Many of you might ask where I’ve been the past few months. The simple answer is – trying to raise money for Amai and find creative options for increasing sales. The more realistic answer is – trying unsuccessfully to grow the business, and feeling frustrated and paralyzed by the lack of options available. Owning a small business is already difficult, and when you combine it with my desire for perfection, lack of experience and a terrible economic environment it makes it even worse. Amai has not been able to get the money we need to grow, and it has forced me to make very difficult decisions. Most importantly, I have decided to close the store.
We have started telling customers this week, and many of them are very surprised. We often turn away customers because we don’t have enough seats, and there is a line to the door on the weekends. Unfortunately, the retail traffic is not enough, and we can’t get the financing we need to put our full business plan into place. I know my lack of experience as a business owner plays into this, but it is frustrating to have proved our concept and not be in a position to bring things to the next level.
I am incredibly sad about closing the store, but I know it is the right decision. I love the Amai customers and employees and I hate the thought of not seeing them every day. I am mostly sad because I want to make the best for the people who have supported us along the way, and by closing I am putting those dreams on hold. So many people have worked so hard to get us to this point, and I want to give them all that they deserve. I am also disappointed because I feel we have created something special, that people appreciate and want, but we can’t keep it going. Unfortunately, what my business needs is more than I can give, and the best decision is to close the store and take some time to reassess.
At this point, I don’t know what the future holds for Amai, or me. I love baking and the atmosphere of a cafe, but owning a small business may not suit my personality. I have no problem working hard and putting in long hours, but I value some separation between my personal and business life, and with this kind of a business it is not possible. I am getting married in September to Andrew, the main person who has kept me sane and happy throughout this journey, and I am looking forward to focusing on him and my family without the pressure of the business. I have also wanted to move back to California for some time, and closing the store allows me to do this. For the short-term, I will take a break from the long hours, get married, move to California and look into writing a cookbook. I have perfected many recipes in my time at Amai, and think I have some good ideas to share. I am also looking forward to eating baked goods that other people make, and having time to explore the world of sweets again.

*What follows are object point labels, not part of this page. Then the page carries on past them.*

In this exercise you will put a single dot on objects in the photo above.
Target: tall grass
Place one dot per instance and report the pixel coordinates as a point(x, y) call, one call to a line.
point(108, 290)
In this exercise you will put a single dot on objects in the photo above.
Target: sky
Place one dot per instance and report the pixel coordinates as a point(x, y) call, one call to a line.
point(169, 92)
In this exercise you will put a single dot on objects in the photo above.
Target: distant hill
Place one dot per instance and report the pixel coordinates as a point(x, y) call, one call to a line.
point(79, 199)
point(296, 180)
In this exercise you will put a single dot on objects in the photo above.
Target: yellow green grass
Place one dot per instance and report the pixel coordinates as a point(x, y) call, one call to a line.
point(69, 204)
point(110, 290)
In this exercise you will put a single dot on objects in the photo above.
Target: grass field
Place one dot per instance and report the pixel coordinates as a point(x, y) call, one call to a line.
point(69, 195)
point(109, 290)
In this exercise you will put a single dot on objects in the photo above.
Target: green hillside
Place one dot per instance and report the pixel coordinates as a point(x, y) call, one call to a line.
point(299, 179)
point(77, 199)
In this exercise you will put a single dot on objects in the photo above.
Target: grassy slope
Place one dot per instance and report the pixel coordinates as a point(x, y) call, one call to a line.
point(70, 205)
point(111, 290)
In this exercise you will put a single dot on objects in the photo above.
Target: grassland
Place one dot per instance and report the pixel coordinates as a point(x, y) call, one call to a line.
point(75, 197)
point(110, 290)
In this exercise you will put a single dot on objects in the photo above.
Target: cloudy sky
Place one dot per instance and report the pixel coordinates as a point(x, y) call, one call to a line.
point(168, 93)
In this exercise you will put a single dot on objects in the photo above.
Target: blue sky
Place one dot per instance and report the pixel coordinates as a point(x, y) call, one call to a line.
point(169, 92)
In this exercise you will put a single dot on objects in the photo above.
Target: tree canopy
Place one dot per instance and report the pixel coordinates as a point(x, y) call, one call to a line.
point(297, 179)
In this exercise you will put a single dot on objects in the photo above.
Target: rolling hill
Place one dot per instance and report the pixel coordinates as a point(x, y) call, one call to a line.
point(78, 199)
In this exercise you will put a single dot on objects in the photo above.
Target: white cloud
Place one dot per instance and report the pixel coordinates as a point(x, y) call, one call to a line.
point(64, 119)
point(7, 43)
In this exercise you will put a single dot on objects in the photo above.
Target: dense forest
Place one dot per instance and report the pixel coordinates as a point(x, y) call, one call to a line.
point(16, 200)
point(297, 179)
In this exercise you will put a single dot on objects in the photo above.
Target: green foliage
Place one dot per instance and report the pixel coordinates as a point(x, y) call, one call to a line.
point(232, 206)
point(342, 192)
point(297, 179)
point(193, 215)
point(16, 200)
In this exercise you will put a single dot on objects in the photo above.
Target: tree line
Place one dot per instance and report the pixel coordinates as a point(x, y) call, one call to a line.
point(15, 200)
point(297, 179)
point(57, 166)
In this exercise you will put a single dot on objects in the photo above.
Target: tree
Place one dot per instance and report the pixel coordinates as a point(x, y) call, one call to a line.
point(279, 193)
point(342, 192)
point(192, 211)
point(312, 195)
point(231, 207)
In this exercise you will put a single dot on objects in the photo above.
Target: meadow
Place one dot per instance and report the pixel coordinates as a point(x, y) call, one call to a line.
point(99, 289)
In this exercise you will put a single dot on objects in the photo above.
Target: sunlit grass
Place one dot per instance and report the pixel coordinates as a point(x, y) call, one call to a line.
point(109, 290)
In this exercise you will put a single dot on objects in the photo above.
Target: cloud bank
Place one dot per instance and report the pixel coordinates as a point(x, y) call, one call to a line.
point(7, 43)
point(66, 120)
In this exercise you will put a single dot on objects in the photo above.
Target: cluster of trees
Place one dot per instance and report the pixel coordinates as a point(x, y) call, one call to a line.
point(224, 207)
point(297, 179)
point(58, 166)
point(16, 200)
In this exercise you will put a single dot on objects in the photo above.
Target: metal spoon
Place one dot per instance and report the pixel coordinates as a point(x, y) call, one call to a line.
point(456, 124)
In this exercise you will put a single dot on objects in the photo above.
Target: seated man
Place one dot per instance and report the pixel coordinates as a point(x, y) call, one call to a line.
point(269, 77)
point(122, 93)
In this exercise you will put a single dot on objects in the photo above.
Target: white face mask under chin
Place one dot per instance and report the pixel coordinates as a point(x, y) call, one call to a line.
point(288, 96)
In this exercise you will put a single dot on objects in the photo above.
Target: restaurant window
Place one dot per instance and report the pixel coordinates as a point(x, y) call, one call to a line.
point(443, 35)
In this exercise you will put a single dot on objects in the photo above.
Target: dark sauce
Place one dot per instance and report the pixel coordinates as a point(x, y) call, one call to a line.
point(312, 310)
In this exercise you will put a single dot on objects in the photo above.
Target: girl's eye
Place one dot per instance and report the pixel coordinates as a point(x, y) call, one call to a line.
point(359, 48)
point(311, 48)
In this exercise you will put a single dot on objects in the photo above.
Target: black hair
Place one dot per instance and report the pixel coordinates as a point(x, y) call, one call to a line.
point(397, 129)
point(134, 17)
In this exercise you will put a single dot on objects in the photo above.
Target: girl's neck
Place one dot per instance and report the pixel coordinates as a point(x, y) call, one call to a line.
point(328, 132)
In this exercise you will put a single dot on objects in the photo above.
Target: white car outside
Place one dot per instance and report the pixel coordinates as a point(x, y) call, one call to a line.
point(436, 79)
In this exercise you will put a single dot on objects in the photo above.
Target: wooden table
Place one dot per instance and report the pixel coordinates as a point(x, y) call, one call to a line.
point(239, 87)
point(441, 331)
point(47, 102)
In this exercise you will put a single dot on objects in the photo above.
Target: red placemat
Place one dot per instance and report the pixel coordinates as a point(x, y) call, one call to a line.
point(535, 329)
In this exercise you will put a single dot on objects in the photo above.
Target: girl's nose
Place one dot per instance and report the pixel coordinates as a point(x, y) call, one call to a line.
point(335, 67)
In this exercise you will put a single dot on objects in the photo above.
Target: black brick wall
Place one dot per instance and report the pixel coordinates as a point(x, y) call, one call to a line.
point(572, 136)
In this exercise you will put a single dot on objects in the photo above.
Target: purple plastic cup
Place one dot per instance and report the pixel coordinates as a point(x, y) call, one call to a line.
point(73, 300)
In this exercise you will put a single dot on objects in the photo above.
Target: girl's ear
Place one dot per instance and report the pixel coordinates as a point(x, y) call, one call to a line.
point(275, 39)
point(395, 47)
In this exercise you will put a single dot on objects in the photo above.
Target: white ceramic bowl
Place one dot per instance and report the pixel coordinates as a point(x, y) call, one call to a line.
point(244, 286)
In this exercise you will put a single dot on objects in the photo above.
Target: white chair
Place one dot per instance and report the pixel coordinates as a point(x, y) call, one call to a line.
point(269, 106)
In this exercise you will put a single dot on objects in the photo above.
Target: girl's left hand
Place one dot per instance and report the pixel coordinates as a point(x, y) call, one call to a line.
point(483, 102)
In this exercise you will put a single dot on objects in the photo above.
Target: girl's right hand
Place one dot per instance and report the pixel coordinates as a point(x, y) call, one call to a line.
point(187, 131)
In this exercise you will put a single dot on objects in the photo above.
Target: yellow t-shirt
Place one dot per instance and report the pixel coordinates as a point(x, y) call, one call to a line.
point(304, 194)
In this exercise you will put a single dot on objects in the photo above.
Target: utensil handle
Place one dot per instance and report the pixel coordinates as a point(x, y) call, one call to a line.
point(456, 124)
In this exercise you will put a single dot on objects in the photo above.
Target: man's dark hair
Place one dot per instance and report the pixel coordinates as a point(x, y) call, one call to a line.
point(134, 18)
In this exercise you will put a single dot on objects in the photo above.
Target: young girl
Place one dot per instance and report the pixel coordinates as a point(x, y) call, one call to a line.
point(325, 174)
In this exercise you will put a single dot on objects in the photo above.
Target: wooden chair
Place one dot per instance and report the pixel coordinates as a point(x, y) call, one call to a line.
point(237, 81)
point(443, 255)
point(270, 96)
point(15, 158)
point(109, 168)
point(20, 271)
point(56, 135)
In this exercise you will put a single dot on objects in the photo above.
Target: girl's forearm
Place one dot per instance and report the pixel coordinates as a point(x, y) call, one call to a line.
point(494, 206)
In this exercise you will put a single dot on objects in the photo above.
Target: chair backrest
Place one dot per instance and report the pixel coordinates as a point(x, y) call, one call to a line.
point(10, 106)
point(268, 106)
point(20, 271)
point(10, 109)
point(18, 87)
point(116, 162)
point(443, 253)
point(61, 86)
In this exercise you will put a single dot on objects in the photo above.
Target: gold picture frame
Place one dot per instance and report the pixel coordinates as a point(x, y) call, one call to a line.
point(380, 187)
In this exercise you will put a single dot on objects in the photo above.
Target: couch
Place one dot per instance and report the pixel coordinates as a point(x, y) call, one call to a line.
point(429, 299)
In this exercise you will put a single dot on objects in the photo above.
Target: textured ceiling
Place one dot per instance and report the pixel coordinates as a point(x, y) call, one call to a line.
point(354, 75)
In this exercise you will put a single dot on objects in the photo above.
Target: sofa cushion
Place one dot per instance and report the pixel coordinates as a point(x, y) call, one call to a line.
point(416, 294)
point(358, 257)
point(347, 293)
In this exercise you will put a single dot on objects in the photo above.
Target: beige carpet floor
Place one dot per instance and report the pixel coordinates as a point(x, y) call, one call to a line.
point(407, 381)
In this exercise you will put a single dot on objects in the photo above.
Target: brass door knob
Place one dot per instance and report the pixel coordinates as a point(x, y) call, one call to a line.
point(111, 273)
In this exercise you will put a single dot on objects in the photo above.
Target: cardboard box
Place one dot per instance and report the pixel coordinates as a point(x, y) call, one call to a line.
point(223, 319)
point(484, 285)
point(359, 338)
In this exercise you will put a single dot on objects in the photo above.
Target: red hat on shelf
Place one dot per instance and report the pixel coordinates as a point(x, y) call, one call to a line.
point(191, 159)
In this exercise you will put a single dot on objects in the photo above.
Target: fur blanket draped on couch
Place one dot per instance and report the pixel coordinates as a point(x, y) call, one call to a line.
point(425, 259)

Lovescool was created to document my journey of starting something new. I know that many others are trying to do the same thing, so I’ll do my best to share my experiences over the past few months in future posts. For now, I will focus on closing the store and spending time with my great staff and customers. If you are in New York City, please join us for some farewell specials or just stop in to say good-bye. Our last day will be on Sunday, April 19th.
Thank you to everyone for your continued support.